La Cueillaison d'un rêve
Il est connu du peintre néo-classique Ingres cette phrase : « c’est beau la photographie, c’est même très beau, mais il ne faut pas le dire ». Si, dans cet émerveillement inquiet, il est question de la concurrence que fit au 19e siècle la photographie à la peinture, il est aussi considération de ce que l’image mécanisée faisait du sujet : tout devient digne d’être représenté. La photographie montrait sans hiérarchie le glorieux comme l’humble, l’illustre comme l’anonyme. Et le portrait d’un indigent devint beau comme celui de l’opulent.
Yveline Loiseur fait des photographies d’enfants, d’adolescents, d’adultes au seuil de la vieillesse. Ce sont tous des anonymes qui révèlent leur dignité d’êtres singuliers. Une fillette trempant sa main dans l’eau d’un bocal, deux adolescentes dans le rituel du partage de leur écran de smartphone, un homme âgé dont le profil de médaille se détache d’un mur grêlé par le temps, que peuvent dire ces quelques mots des images de l’artiste ? Ses photographies épuisent le récit pour que nous nous logions dans la scène avec nos expériences et nos narrations personnelles.
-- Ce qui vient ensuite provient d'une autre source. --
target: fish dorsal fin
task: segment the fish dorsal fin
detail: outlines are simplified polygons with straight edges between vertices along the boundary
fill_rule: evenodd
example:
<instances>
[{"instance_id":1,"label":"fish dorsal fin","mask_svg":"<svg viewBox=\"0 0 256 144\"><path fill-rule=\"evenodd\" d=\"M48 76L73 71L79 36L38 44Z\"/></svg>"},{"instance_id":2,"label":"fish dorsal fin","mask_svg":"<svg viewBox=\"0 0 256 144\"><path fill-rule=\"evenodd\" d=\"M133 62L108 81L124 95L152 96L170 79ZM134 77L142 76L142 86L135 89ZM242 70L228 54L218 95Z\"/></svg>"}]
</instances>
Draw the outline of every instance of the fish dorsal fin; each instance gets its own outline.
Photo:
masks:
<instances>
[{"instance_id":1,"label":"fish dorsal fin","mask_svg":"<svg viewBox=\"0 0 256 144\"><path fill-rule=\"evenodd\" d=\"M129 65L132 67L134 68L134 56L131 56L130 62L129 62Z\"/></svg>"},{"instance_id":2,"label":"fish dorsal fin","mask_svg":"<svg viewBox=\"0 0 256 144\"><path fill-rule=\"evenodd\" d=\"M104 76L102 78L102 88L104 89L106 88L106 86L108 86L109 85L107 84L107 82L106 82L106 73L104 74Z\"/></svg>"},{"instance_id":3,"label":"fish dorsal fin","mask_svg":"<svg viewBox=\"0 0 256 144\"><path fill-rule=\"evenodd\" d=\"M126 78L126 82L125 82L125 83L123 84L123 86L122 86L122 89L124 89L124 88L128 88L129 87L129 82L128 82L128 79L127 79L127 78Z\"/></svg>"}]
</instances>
Car il s’agit bien de scènes et donc de mise en scène : « J’ai toujours été intéressée par la mise en scène photographique, mais travaillant sur le réel à la manière du cinéaste Johan Van der Keuken, dont je partage le point de vue : Le film n’est pas la vie, mais il doit la toucher, c’est une seconde vie. » (extrait d’un entretien public d’Yveline Loiseur avec Michel Poivert, INHA, Paris, 2007).
Yveline Loiseur n’est pas une voleuse d’images. Elle n’arpente pas des espaces de vie collective (le cercle familial, l’école, le logement social) pour saisir l’instant d’un corps qui traverse ou occupe la place. Elle s’y promène, carnet de croquis à la main, pour noter, esquisser des micro-évènements qu’elle y décèle. Elle recueille des postures, des qualités de lumières. Elle observe les relations entre les personnes qui ne se font pas seulement par leurs communications verbales et non-verbales mais aussi par les rapports de couleurs et de matières que génèrent leurs vêtements, par les découpes que font dans l’espace leurs gestes.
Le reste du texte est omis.